Question

There are some frameworks that fully embraces the typeclass pattern. scalaz and shapeless would be good examples. So there are certainly some cases where typeclasses are preferable over normal java classes and polymorphism.

I awe implicit evidence expression power and I'm curious why this method suffer a shortage of practical applications. What reasons compel scala programmers to use basic classes. The typeclasses obviously cost in verbosity and run-time, but is there any other reason?

I came to scala without prior java experience and wonder if I've missed some essential benefits that classic scala-java classes may give.

I'm searching for some spectacular use cases showing areas where typeclasses are insufficient or ineffective.

Was it helpful?

Solution

Typeclasses and inheritance enable reuse in different ways. Inheritance excels at providing correct functionality for changed internals.

class Foo { def foo: String = "foo" }
def fooUser(foo: Foo) { println(foo.foo) }

class Bar extends Foo {
  private var annotation = List.empty[String]
  def annotate(s: String) { annotation = s :: annotation }
  override def foo = ("bar" :: annotation.map("@" + _)).mkString(" ")
}

Now, everyone who uses Foo will be able to get the correct value if you give them a Bar, even if they only know that the type is a Foo. You don't have to have anticipated that you might want pluggable functionality (except by not labeling foo final). You don't need to keep track of the type or keep passing a witness instance forwards; you just use Bar wherever you want in place of Foo and it does the right thing. This is a big deal. If you want a fixed interface with easily-modifiable functionality under the hood, inheritance is your thing.

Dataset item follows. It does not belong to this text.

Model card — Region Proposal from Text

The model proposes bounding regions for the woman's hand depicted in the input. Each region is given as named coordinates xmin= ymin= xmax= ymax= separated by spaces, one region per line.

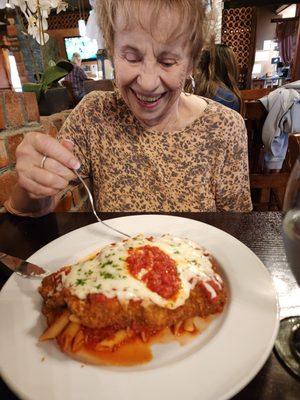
xmin=16 ymin=132 xmax=80 ymax=199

In contrast, inheritance is not so great when you have a fixed set of data types with easily-modifiable interface. Sorting is a great example. Suppose you want to sort Foo. If you try

class Foo extends Sortable[Foo] {
  def lt(you: Foo) = foo < you.foo
  def foo = "foo"
}

you could pass this to anything that could sort a Sortable. But what if you want to sort by length of name not with the standard sort? Well,

class Foo extends LexicallySortable[Foo] with LengthSortable[Foo] {
  def lexicalLt(you: Foo) = foo < you.foo
  def lengthLt(you: Foo) = foo.length < you.foo.length
  def foo = "foo"
}

This rapidly becomes hopeless, especially since you have to hunt down all subclasses of Foo and make sure they are updated properly. You are much better off deferring the less-than computation to a typeclass which you can swap out as needed. (Or to a regular class, which you must always reference explicitly.) This kind of automatically-selected functionality is also a big deal.

You can't really replace one with the other. When you need to easily incorporate new kinds of data to a fixed interface, use inheritance. When you need a few kinds of underlying data but need to easily supply new functionality, use type classes. When you need both, you will have a lot of work to do whichever way you go about it, so use to taste.